Huge Planet’s Aurora 200 Times as Strong as Jupiter’s
Artist's conception of SIMP J01365663+0933473, which 12.7 times Jupiter’s mass but has a magnetic field 200 times as strong. (Caltech/Chuck Carter-NRAO/AUI/NSF)
Chris Jasurek
8/6/2018
Updated:
8/7/2018

Scientists using a radio-telescope array have spotted a gigantic roaming cosmic body with an abnormally strong magnetic field.

The object is one of five supposed brown dwarfs located by the Very Large Array (VLA) radio telescope in New Mexico in 2016. Brown dwarfs are failed stars—objects much larger than most planets but too small to sustain fusion reactions.

The fifth object, named SIMP J01365663+0933473, proved to be smaller than the other four dwarfs.

Its mass is estimated to be 12.7 times that of Jupiter, the largest planet in the Solar System. Hoverer, the new object generates a magnetic field 200 times a powerful as Jupiter’s.

‘This object is right at the boundary between a planet and a brown dwarf, or ’failed star,' and is giving us some surprises that can potentially help us understand magnetic processes on both stars and planets,” said Dr. Melodie Kao, who led the study while a grad student at Caltech, on National Radio Astronomy Observatory website.
The sun sets over the Very Large Array (VLA), on the Plains of San Agustin 50 miles west of Socorro, New Mexico, on July 5, 2005. (Robyn Beck/AFP/Getty Images)
The sun sets over the Very Large Array (VLA), on the Plains of San Agustin 50 miles west of Socorro, New Mexico, on July 5, 2005. (Robyn Beck/AFP/Getty Images)

The new object is wandering freely through the galaxy, untethered by an orbit to any star. The object is currently about 20 light-years from Earth and is also believed to have a moon.

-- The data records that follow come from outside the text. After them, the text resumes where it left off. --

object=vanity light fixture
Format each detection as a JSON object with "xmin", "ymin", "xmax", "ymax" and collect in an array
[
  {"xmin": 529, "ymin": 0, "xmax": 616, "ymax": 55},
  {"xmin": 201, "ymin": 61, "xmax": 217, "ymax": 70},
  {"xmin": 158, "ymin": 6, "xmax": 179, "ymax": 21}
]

The unusually strong magnetic field “presents huge challenges to our understanding of the dynamo mechanism that produces the magnetic fields in brown dwarfs and exoplanets and helps drive the auroras we see,” said Caltech’s Gregg Hallinan.

“Detecting SIMP J01365663+0933473 with the VLA through its auroral radio emission also means that we may have a new way of detecting exoplanets, including the elusive rogue ones not orbiting a parent star,” Hallinan added.

On the team with Kao and Hallinan were J. Sebastian Pineda, now at the University of Colorado Boulder, David Stevenson of Caltech, and Adam Burgasser of the University of California San Diego. They have published their research in The Astrophysical Journal.